Rep. Elmer: Measure 110 audit


House Republican Leader Lucetta Elmer Responds to State Audit on Measure 110

By House Republican Leader and State Representative Lucetta Elmer,

SALEM, Ore. — Today, House Republican Leader Lucetta Elmer (R-McMinnville) released the following statement in response to the audit released by the Secretary of State showing Ballot Measure 110 (2020) — which aimed to replace criminalization of substance use disorder with a public health approach — failed due to poor strategies, inadequate data, and wasted resources:

The Secretary of State’s audit confirms what too many Oregon families have already lived through: Measure 110 failed to deliver on its promise to help people struggling with addiction, and the state failed to provide the leadership and oversight needed to prevent that failure.

Measure 110 was sold as a compassionate, public health approach. Instead, it became a system with no clear direction, no meaningful accountability, and no urgency — even as overdose deaths continued to rise. In 2023 alone, more than 1,700 Oregonians died from drug overdoses. While overdose deaths declined in nearly every other state, Oregon fell further behind.

The audit makes clear that the Oregon Health Authority lacked stability, coordination, and measurable goals. Funds were distributed without consistent oversight, data was insufficient to show whether programs were working, and services were not integrated into Oregon’s broader behavioral health system. The result was wasted time, wasted resources, and lives lost that did not need to be.

This was not a failure of compassion — it was a failure of leadership.
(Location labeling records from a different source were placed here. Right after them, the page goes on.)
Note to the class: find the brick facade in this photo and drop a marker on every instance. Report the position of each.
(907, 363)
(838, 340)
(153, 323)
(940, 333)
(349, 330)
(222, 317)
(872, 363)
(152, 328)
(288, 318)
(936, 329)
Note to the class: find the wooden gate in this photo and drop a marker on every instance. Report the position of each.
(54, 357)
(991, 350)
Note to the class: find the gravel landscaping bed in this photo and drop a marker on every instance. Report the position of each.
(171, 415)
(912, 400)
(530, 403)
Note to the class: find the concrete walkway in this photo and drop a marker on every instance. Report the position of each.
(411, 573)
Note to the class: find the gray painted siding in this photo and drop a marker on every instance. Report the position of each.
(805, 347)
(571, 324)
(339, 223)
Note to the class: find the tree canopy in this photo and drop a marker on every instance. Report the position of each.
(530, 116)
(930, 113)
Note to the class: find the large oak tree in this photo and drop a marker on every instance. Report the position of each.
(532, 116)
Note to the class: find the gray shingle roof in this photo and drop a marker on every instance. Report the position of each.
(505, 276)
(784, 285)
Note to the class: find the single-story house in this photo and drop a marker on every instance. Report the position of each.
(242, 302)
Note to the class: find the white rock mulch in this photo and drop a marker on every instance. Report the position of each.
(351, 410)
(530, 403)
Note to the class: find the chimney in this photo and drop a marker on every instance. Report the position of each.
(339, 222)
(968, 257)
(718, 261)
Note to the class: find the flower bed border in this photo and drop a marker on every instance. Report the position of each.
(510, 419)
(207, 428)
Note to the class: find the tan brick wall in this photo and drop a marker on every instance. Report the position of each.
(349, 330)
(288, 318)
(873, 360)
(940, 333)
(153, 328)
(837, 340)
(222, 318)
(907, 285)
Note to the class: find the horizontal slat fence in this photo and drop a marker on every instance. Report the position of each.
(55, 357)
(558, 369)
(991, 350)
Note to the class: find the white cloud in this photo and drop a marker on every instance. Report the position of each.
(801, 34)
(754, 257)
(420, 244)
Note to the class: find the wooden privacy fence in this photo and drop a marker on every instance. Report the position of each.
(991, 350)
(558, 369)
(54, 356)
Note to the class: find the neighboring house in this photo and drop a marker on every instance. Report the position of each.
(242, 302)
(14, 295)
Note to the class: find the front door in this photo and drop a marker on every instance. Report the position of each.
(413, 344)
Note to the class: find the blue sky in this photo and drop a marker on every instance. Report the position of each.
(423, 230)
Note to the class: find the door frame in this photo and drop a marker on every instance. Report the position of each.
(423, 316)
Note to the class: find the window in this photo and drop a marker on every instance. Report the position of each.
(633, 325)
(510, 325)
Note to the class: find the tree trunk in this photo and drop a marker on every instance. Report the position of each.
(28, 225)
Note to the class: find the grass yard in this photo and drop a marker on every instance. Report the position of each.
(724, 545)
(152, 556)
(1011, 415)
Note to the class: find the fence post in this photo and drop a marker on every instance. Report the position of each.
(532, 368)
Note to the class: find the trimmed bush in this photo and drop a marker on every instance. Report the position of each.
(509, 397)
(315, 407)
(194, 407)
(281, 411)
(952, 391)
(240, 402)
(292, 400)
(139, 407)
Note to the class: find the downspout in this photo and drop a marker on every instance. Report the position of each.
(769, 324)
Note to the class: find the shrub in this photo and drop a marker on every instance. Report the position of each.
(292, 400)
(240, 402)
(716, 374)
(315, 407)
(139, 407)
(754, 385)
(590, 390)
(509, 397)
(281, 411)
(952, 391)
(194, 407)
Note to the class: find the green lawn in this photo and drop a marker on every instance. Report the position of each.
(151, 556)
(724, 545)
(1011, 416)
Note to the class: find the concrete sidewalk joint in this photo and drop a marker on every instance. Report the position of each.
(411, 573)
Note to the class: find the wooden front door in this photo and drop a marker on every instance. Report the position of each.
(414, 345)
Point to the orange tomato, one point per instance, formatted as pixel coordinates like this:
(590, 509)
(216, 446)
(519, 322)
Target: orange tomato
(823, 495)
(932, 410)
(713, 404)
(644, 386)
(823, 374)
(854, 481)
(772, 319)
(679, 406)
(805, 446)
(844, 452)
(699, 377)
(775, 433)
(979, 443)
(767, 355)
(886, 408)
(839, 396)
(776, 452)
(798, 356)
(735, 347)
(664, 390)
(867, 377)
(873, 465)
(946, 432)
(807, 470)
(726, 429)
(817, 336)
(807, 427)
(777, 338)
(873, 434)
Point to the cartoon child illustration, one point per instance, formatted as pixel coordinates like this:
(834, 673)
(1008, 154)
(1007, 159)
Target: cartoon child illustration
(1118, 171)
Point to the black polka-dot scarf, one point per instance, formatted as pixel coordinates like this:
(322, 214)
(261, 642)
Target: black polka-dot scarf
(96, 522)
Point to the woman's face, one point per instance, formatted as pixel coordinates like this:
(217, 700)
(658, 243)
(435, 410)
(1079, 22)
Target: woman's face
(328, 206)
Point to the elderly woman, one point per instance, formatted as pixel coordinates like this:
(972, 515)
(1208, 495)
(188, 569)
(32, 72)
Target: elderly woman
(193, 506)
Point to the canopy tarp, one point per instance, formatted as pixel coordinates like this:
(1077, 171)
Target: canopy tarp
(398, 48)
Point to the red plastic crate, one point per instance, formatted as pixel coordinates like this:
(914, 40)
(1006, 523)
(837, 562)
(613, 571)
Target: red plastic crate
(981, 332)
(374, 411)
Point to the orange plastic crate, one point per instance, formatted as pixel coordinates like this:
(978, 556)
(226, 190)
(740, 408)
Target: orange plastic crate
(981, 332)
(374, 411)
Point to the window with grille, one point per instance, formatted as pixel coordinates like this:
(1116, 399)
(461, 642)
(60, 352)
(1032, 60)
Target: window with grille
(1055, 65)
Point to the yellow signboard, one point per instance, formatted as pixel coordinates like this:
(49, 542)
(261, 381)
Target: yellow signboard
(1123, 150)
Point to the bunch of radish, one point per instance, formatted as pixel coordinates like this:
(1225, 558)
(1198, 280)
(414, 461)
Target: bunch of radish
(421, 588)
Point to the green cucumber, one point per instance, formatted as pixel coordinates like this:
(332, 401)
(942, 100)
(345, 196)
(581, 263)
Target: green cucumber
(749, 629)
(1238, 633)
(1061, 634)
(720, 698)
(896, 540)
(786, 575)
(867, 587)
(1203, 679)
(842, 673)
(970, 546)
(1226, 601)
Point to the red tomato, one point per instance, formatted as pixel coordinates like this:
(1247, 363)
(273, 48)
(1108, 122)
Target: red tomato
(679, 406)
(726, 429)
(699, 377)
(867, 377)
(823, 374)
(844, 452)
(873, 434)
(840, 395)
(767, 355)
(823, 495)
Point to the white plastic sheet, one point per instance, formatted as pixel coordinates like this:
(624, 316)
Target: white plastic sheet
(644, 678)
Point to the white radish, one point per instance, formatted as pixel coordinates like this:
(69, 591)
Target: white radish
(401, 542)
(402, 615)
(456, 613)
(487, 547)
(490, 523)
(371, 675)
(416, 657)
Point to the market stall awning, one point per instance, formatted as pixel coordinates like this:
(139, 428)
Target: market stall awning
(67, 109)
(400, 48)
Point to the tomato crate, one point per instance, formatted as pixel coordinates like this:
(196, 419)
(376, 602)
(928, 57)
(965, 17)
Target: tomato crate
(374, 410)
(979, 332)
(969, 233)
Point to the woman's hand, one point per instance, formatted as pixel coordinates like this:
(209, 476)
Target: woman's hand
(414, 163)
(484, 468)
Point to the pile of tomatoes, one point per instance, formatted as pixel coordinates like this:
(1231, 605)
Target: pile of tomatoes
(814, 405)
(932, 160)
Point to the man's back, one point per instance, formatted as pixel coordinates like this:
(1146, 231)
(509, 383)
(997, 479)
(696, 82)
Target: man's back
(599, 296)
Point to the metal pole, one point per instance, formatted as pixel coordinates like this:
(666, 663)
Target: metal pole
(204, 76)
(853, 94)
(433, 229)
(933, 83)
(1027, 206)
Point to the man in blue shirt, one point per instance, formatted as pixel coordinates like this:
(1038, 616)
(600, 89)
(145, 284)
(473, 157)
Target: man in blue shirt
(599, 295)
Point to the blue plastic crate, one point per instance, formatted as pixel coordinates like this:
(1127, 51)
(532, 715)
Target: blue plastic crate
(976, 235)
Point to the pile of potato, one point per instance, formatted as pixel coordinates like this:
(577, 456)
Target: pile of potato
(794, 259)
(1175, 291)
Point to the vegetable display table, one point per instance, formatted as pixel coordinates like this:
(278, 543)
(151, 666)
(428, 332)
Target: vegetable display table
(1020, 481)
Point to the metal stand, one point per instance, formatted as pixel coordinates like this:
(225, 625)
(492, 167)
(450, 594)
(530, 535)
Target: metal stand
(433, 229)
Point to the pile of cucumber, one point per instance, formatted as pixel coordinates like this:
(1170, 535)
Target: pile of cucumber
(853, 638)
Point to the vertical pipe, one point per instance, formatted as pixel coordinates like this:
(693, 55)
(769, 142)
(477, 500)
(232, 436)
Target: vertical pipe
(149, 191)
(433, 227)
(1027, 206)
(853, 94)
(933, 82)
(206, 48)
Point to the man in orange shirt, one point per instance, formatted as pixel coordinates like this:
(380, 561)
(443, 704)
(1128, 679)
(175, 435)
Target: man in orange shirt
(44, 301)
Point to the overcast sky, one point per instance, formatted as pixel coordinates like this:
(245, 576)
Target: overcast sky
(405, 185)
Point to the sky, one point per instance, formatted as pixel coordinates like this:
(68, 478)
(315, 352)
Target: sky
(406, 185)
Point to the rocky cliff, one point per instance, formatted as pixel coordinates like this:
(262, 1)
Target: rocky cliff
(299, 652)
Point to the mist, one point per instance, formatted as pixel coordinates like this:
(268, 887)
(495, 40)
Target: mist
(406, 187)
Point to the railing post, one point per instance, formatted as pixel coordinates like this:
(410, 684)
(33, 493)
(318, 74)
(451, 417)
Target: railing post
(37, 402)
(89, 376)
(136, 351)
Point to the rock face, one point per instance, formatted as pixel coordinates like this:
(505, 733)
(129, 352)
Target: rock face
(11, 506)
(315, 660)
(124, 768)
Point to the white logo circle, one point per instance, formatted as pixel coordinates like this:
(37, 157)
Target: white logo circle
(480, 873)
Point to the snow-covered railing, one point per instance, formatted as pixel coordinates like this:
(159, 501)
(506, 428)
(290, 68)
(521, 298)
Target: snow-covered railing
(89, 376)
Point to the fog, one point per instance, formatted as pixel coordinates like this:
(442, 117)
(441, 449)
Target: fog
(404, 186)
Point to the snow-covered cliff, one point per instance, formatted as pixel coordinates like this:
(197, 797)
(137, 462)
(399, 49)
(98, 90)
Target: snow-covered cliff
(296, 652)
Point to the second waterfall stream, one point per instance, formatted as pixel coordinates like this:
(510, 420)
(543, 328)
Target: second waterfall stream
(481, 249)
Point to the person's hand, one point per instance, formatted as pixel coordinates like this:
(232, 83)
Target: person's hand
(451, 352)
Oregonians expect their government to act when policies aren’t working, especially when lives are on the line. Instead, warning signs were ignored, repeated requests for improvement went unanswered, and accountability was absent.

We owe it to families, first responders, and people battling addiction to do better. A public-health approach must be focused on saving lives, getting people into treatment, and delivering results — not protecting a broken system. Oregonians deserve urgency, transparency, and leadership that is willing to admit when something isn’t working and course-correct immediately.